Comme pour les autres titres de la collection Parallaxe, l’enjeux du livre est de vulgariser les neurosciences à travers de nombreux exemples issus de classiques de la science-fiction. Des blockbusters aux classiques américains en passant par des noms moins courus de la SF française des 50 dernières années, il est évident que l’auteur a, comme les autres auteurs de la collection, une passion pour la SF, un violon d’Ingres qu’il met ici au profit du lecteur curieux. Cela se ressent dans la construction de son ouvrage. Sa première partie, consacrée au cerveau extra-terrestre, doit sa structure même à la définition de l’intellect martien par H.G. Wells dans son grand classique, La guerre des mondes. Vaste, calme et impitoyable, voilà les trois adjectifs qui seront autant de sous-chapitre qui démontreront par A+B que si les extra-terrestres, martiens façon pulp ou Alien à la Ridley Scott, ont réellement un cerveau caractérisé uniquement par ces trois traits, alors ils seront presque immanquablement moins aptes que l’être humain. Et c’est là que l’on revient à la définition de l’intelligence. Si celle-ci n’est que le reflet d’une réussite technologique, alors nous sommes sans doute en retard. L’auteur de s’amuser du fait que le paradoxe de Fermi qui semble nous condamner à être seul dans l’univers est en fait dû à la longueur exceptionnelle de la domination des dinosaures sur notre petite planète bleue, règle qui nous aura en effet couter quelques millions d’années d’évolution perdue…
La seconde partie de l’essai, intitulée « Que faire de son cerveau ? » envisage diverses hypothèses fréquemment rencontrées dans des œuvres de SF et tente d’argumenter ou de contre-argumenter pour atteindre une sorte de vérité scientifique. Y passeront l’extension des capacités de notre cerveau, l’abolition ou l’exploitation du sommeil ou encore l’exploration des rêves et la télékinésie. Le Dr. Verceuil, en plus de placer justement ses hypothèses à partir de classiques de la SF, en profite pour jouer les hoax-busters et tue quelques légendes urbaines. Non, nous n’utilisons pas que 10% de notre cerveau : ce sont juste nos actions provoquées par le conscient (et mesurées par des IRM ou des PETscan) qui utilisent 10% de notre masse cérébrale. Les 90% restant sont également utilisés, mais de manière moins glorieuse : ils sont mobilisés pour faire tourner la machinerie, il est vrai assez complexe, de notre corps. Autre exemple : non, notre temps de rêve ne se limite pas aux dernières secondes qui précèdent notre réveil ou aux quelques secondes qui suivent notre endormissement. Nous rêvons bien toute la nuit, à des fréquences et des durées variables, cependant. De là à savoir précisément comment nos rêves fonctionnent et si l’on peut réellement les utiliser pour FAIRE quelque chose, c’est une autre paire de manches…
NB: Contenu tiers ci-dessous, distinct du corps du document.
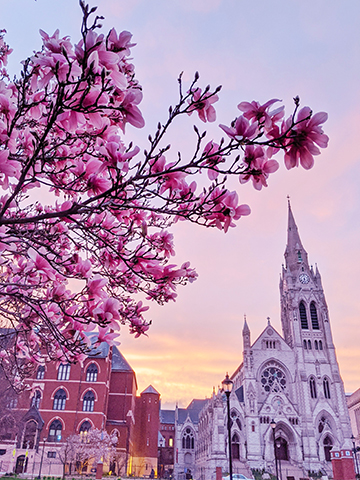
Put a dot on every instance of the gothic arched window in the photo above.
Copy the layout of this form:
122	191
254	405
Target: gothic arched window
64	371
59	400
30	434
91	373
40	373
235	447
273	379
303	317
55	431
327	447
188	439
326	386
313	315
312	384
84	428
88	402
35	401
Bref, Neuro-Science-Fiction est une pierre de plus dans l’édifice d’une collection brillante de la part du Bélial. Sans tomber dans les excès un peu pesant de Landragin dans son Comment parle un robot ? il y a cependant quelques passages plus ardus dans cet opus-ci également. Passage obligé dans ce type d’essai, l’auteur nous donne en accéléré un bagage théorique et techniques qui nous permet de deviner l’assise scientifique de son propos. Ces passages, forcément moins illustrés par des exemples de fiction, peuvent faire sortir le lecteur peu attentif de sa lecture. Pourtant, même si les concepts sont parfois complexes et le vocabulaire hermétique, le Dr. Vercueil s’évertue à rendre sa démonstration compréhensible. Même si le principe biologique reste incompris dans son détail, il est assez aisé de saisir la démonstration et on ne perd donc pas le fil du chapitre en question. Bien sûr, je ne garantis pas que je retiendrais 100% de ce qui est démontrer dans le bouquin, mais il est clair que c’est une porte d’entrée ludique, intelligemment référencée, dans le domaine assez obscur des neurosciences. Un grand bravo pour cet ouvrage qui m’aura tant donné l’envie de découvrir davantage le fonctionnement de notre cerveau que de me replonger dans certaines références de la SF avec un regard neuf.